Operational Risk Management-Business Continuity and Disaster Recovery
Learning Objectives
Assess operational risks in custody arrangements
Evaluate custodian business continuity capabilities
Develop institutional contingency plans
Design custodian transition procedures
Manage key person and operational dependencies
No system is perfect. Custodians can fail. People can leave. Systems can break. Natural disasters happen.

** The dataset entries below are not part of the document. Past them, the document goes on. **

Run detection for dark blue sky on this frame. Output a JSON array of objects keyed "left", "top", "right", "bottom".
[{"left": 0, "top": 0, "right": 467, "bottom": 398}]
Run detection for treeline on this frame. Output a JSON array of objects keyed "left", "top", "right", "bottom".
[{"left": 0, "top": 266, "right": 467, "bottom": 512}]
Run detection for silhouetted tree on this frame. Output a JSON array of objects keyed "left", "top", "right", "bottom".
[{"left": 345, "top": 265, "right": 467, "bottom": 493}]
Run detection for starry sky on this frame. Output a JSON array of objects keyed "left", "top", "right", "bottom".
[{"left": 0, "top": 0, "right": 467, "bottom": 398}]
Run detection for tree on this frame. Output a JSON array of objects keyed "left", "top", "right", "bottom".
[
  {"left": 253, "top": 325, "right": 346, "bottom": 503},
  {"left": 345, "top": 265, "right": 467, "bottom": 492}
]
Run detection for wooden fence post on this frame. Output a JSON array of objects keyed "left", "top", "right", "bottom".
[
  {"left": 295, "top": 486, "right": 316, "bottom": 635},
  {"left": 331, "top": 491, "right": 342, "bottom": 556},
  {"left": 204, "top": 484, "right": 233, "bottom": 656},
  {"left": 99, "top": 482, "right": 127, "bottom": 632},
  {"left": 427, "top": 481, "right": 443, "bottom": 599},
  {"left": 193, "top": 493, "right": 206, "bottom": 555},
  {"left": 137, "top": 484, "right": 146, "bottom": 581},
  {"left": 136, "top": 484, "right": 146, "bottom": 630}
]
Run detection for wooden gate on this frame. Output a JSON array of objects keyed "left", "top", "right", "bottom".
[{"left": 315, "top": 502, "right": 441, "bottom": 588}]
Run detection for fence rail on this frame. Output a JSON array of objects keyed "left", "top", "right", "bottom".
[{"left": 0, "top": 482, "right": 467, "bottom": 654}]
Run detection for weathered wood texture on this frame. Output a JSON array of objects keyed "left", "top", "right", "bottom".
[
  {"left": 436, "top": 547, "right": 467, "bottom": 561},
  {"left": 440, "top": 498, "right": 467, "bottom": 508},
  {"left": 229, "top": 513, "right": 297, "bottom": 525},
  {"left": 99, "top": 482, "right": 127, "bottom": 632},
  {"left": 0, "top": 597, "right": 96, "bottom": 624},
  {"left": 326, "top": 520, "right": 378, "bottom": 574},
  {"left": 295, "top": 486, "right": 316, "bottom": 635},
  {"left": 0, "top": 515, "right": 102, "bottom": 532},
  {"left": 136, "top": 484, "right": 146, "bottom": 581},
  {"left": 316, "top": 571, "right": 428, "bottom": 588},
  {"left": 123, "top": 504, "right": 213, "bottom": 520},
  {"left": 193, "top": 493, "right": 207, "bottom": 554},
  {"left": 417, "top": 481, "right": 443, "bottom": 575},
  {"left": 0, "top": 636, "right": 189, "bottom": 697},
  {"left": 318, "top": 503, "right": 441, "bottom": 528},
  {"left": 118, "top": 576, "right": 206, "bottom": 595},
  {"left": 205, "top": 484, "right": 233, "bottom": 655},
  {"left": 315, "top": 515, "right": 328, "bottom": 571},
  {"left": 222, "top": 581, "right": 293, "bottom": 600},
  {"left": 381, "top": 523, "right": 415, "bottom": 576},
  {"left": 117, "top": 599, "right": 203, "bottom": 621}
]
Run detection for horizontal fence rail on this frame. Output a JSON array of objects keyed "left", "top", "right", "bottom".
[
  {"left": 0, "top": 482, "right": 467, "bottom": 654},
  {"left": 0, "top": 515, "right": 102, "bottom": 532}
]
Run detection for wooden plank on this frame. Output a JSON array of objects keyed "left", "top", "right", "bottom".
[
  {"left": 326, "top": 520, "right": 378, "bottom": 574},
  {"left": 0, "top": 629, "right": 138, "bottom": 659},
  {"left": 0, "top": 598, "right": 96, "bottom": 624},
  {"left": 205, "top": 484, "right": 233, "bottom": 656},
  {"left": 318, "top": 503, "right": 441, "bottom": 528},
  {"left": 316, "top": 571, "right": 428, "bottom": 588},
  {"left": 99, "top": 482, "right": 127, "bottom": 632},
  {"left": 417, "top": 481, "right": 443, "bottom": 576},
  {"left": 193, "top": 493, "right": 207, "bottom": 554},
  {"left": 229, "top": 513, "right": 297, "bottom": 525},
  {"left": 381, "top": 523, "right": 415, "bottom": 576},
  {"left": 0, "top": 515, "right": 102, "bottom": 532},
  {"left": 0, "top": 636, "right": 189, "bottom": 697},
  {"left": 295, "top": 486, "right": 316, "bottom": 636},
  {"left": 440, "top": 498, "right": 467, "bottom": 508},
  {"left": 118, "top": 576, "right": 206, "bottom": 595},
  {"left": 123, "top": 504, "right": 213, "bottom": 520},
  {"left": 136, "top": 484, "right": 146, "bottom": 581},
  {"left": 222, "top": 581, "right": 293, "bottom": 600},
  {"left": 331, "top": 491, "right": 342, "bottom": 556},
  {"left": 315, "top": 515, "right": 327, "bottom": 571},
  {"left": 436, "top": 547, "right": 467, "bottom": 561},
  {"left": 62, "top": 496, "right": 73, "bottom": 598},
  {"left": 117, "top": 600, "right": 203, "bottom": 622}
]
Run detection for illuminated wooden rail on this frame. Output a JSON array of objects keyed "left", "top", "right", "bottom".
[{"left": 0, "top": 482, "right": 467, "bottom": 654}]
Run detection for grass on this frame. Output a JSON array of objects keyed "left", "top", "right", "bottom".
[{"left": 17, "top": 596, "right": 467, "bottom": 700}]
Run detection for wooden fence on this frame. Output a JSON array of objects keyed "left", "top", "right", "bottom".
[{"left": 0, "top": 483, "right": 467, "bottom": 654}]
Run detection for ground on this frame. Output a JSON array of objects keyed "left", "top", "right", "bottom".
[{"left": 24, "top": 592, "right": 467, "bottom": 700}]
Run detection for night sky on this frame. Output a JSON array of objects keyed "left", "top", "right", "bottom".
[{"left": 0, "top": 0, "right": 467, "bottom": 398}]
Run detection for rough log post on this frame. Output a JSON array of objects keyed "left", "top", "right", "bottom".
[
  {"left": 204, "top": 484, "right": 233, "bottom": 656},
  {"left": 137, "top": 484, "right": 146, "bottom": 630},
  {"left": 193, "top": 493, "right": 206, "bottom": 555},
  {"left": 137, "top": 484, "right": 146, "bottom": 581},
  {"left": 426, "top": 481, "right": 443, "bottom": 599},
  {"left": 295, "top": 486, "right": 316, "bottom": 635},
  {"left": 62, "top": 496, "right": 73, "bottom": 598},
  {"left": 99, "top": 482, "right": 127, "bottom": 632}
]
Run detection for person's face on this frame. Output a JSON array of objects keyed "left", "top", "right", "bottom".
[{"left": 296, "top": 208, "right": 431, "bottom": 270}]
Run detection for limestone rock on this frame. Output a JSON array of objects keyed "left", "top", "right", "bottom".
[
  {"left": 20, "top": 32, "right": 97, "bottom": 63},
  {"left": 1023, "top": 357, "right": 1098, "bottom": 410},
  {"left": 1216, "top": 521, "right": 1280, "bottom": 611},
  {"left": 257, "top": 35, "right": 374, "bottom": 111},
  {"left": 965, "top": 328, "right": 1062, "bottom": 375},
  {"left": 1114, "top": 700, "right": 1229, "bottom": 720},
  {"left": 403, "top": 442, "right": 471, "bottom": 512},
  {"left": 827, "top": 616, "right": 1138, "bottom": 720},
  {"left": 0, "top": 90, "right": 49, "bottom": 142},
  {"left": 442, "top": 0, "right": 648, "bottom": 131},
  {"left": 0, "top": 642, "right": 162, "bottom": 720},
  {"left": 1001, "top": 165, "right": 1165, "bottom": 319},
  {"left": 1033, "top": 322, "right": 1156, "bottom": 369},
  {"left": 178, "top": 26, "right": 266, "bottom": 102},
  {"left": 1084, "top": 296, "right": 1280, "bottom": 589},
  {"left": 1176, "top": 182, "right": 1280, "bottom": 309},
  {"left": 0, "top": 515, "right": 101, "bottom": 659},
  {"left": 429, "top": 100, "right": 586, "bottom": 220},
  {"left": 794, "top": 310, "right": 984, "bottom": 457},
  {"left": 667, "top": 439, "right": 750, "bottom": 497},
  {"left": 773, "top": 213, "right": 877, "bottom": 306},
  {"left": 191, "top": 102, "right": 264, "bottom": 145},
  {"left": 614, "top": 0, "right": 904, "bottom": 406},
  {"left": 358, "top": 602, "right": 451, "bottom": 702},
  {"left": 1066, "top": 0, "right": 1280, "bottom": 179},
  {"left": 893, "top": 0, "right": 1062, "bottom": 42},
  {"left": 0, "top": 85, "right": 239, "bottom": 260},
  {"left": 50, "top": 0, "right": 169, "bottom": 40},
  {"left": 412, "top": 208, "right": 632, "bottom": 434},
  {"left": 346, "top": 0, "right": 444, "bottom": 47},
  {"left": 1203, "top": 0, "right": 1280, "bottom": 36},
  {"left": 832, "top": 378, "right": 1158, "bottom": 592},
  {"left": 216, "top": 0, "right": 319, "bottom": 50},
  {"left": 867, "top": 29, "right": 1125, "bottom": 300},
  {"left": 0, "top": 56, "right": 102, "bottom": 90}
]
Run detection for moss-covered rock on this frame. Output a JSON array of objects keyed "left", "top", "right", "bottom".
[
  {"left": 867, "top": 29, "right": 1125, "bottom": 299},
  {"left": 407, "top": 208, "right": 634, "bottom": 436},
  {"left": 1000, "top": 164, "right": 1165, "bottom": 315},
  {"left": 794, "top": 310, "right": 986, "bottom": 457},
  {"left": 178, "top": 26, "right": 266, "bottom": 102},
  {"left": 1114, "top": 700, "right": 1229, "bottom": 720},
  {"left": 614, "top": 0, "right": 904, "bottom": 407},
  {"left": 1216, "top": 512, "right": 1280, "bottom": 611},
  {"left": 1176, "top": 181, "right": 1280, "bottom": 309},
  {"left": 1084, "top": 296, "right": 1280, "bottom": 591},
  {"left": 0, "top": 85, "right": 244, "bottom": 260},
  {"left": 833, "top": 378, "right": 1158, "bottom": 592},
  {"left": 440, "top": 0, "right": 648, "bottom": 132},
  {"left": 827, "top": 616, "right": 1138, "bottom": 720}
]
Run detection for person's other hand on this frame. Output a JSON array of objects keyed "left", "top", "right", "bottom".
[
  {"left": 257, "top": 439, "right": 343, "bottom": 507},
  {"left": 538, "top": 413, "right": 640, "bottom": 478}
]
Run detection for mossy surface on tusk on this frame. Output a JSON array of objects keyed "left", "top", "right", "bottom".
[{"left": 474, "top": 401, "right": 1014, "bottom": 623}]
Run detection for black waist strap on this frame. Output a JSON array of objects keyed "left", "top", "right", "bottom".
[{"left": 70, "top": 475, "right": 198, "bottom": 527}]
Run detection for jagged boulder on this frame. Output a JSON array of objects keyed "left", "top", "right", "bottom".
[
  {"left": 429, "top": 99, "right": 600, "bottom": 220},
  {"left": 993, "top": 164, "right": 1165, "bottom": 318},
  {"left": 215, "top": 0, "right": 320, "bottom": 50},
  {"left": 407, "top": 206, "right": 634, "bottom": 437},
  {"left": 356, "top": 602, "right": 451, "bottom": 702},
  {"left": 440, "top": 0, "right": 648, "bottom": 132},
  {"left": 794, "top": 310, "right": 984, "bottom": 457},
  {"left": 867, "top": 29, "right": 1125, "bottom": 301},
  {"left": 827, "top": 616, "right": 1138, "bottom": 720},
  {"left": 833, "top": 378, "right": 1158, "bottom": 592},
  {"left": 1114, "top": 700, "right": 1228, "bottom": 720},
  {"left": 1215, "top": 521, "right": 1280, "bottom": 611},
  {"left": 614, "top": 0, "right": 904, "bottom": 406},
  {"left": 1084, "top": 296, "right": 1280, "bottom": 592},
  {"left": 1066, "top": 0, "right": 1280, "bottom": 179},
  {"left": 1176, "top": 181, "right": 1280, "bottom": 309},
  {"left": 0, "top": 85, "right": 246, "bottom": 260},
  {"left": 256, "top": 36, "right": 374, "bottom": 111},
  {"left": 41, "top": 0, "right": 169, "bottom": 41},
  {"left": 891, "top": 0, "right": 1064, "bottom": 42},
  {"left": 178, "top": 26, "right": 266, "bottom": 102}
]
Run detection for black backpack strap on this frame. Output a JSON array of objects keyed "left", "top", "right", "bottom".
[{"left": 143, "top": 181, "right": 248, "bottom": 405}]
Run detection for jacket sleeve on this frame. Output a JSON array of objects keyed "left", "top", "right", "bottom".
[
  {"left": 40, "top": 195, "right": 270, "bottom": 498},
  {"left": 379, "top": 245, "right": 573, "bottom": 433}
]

Operational risk management is about preparing for these scenarios—not if they happen, but when.
This lesson provides frameworks for building resilience into your custody operations.
CUSTODY OPERATIONAL RISKS:
- Custodian insolvency
- Custodian operational failure
- Custodian security breach
- Custodian regulatory action
- Custodian service degradation
- System outages
- Data loss
- Cyber attacks
- Integration failures
- Software bugs
- Key person departure
- Institutional knowledge loss
- Fraud or misconduct
- Skills gaps
- Succession failures
- Transaction errors
- Settlement failures
- Authorization breakdowns
- Reconciliation failures
- Communication failures
- Natural disasters
- Political instability
- Regulatory changes
- Market disruption
- Counterparty failures
RISK ASSESSMENT MATRIX:
1. Probability (1-5)
2. Impact (1-5)
3. Detectability (1-5)
4. Current Controls
5. Residual Risk Score
6. Mitigation Actions
PROBABILITY SCALE:
1 - Rare (<1% annually)
2 - Unlikely (1-10%)
3 - Possible (10-25%)
4 - Likely (25-50%)
5 - Almost Certain (>50%)
IMPACT SCALE:
1 - Negligible (<$10K, minor operational)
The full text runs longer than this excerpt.